“Arquitetura e urbanismo não deveriam ser itens supérfluos na lista de compras dos governos, grandes empresas e construtores”, afirma Raul Juste Lores no recém-lançado “São Paulo nas alturas” (Editora Três Estrelas, 291 páginas, R$50,23 na Amazon).  

Ao ler o livro, é inevitável concluir que esses temas deveriam também fazer parte das reflexões de qualquer morador de cidade, de qualquer cidadão.

10336 756fe1d9 d168 0005 1e41 a8a2d31b789eO livro foca num momento especial de São Paulo: os anos 1950 e 1960, em que a boa arquitetura se juntou ao mercado imobiliário para criar prédios icônicos e indicar o caminho para uma cidade melhor e mais inclusiva.
  

Infelizmente, essa conversa entre os arquitetos e o mercado foi interrompida: o poder público parece ter abandonado o desejo de criar cidades melhores, e os arquitetos se afastaram dos empreendedores. Novas leis e regras provocaram o espraiamento da cidade, e o fim do incentivo à pesquisa e dos concursos de arquitetura acabou por matar a ousadia e reduzir a possibilidade de inovação, seja no design, na tecnologia ou na construção.
 
O resultado foi o caos urbano e a baixa qualidade da paisagem construída — brasileira e paulistana.

Hoje a cidade parece ensaiar uma reação.  A população tem ocupado os espaços públicos e se tornado mais ativa nas discussões sobre as decisões que a afetam.

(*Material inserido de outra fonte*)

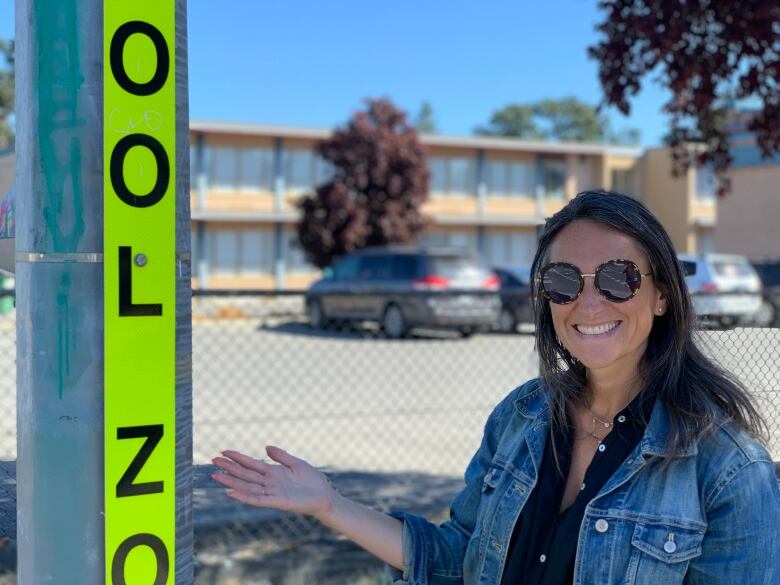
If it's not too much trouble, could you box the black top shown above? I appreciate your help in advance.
[501,392,655,585]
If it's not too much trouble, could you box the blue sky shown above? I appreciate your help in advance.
[0,0,667,146]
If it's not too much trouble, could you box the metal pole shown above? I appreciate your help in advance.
[175,0,195,585]
[16,0,192,585]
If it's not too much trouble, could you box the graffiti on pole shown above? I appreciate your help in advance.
[103,0,176,585]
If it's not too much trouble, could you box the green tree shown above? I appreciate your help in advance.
[476,97,639,144]
[415,100,436,134]
[0,39,15,150]
[297,99,431,268]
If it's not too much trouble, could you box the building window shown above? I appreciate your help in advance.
[209,228,238,276]
[486,160,534,198]
[428,156,477,196]
[208,228,274,276]
[695,166,717,203]
[284,150,315,193]
[428,157,447,195]
[239,228,274,276]
[189,142,198,191]
[485,232,537,266]
[239,148,274,191]
[284,229,317,274]
[420,230,477,251]
[208,146,238,190]
[612,169,638,197]
[542,157,566,199]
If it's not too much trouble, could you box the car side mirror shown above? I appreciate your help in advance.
[680,260,696,276]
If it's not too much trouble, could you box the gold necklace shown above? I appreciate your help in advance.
[588,406,615,429]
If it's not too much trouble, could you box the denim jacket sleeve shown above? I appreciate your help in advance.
[685,460,780,585]
[390,381,533,585]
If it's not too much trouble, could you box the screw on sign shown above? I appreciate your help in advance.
[104,0,176,585]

Os debates sobre urbanismo se popularizam — e a publicação de ’São Paulo nas alturas’ atesta esse interesse crescente.

Cada vez mais fica claro que é preciso superar a desconfiança ancestral com o mercado, as incorporadoras e os construtores para voltar a pensar em uma arquitetura e um urbanismo de excelência, voltado para as pessoas.

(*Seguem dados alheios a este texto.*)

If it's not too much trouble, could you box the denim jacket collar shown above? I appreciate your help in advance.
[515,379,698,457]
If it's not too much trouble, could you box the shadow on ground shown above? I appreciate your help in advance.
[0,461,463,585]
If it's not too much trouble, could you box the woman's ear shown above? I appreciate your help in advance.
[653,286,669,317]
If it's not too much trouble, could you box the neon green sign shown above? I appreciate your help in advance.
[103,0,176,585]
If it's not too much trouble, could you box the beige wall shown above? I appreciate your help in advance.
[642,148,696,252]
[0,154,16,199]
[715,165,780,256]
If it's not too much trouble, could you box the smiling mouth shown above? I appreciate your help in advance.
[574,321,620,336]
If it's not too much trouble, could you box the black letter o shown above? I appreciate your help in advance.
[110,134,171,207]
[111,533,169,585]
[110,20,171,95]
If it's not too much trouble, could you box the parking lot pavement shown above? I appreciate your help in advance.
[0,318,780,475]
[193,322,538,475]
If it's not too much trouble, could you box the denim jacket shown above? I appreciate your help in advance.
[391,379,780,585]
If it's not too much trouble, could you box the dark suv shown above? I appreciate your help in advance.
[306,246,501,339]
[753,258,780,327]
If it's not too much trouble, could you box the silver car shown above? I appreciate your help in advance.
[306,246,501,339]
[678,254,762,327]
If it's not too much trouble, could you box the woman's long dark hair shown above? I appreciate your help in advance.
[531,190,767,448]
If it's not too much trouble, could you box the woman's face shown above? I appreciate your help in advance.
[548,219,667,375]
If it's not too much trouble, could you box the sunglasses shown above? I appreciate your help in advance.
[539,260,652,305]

O livro é um passeio por episódios curiosos, divertidos e interessantes — uma fotografia de um Brasil que ainda acreditava em si mesmo.

O leitor de hoje se surpreenderá com a revelação de como dois jovens de 32 anos, Roxo Loureiro e Octavio Frias, fundaram o Banco Nacional Imobiliário (BNI) e anos depois, percebendo uma oportunidade num negócio fracassado no Rio, acabaram construindo o Copan.

Raul nota que, naquela época, muitos dos prédios icônicos do centro de São Paulo foram construídos à base de mensalidades.   “Projetava-se um prédio, juntavam-se 50 interessados, e se todo mundo pagasse o prédio ficava pronto.”  Mais tarde, a construção de Brasília inflacionou o preço dos materiais e acabou inviabilizando o término de vários prédios: ou os incorporadores não conseguiam obter os materiais pelo preço orçado, ou os mutuários não conseguiam pagar suas mensalidades.

Assim como no panorama político, em que se torna cada vez mais claro que apenas com a participação de todos os atores (empresários, gestores, políticos, sociedade civil) poderemos reconstruir o país, a arquitetura demonstra que não se pode fazer uma cidade inclusiva e viva sem ouvir todas as vozes que a compõem, sem negociação. 

O conhecimento das experiências do passado é indispensável para entendermos os caminhos que nos conduziram até aqui e para que possamos pensar em soluções para a metrópole em que vivemos.  Apoiado em uma pesquisa exaustiva, repleto de dados e informações, ‘São Paulo nas alturas’ conta ao leitor essa história quase esquecida. Ao mesmo tempo, descreve os ícones da cidade e apresenta as personagens que os construíram,  mostrando o contexto social e econômico em que se inserem, numa leitura reveladora não só para quem gosta de arquitetura e de São Paulo, mas para todos que queiram entender as cidades, seus desafios e complexidades.

Mas será possível inovar e ousar na arquitetura quando um País vive em crise?

Raul termina o livro com uma nota de otimismo: “São Paulo tem 15 mil arquitetos em 2017, cinquenta vezes mais do que naquele luminoso 1954 do Quarto Centenário. Já provamos que somos capazes de fazer com muito menos. Temos de colocar essa sabedoria na rua”.


Marisa Moreira Salles é fundadora do Arq.Futuro, uma plataforma de discussões sobre arquitetura e urbanismo.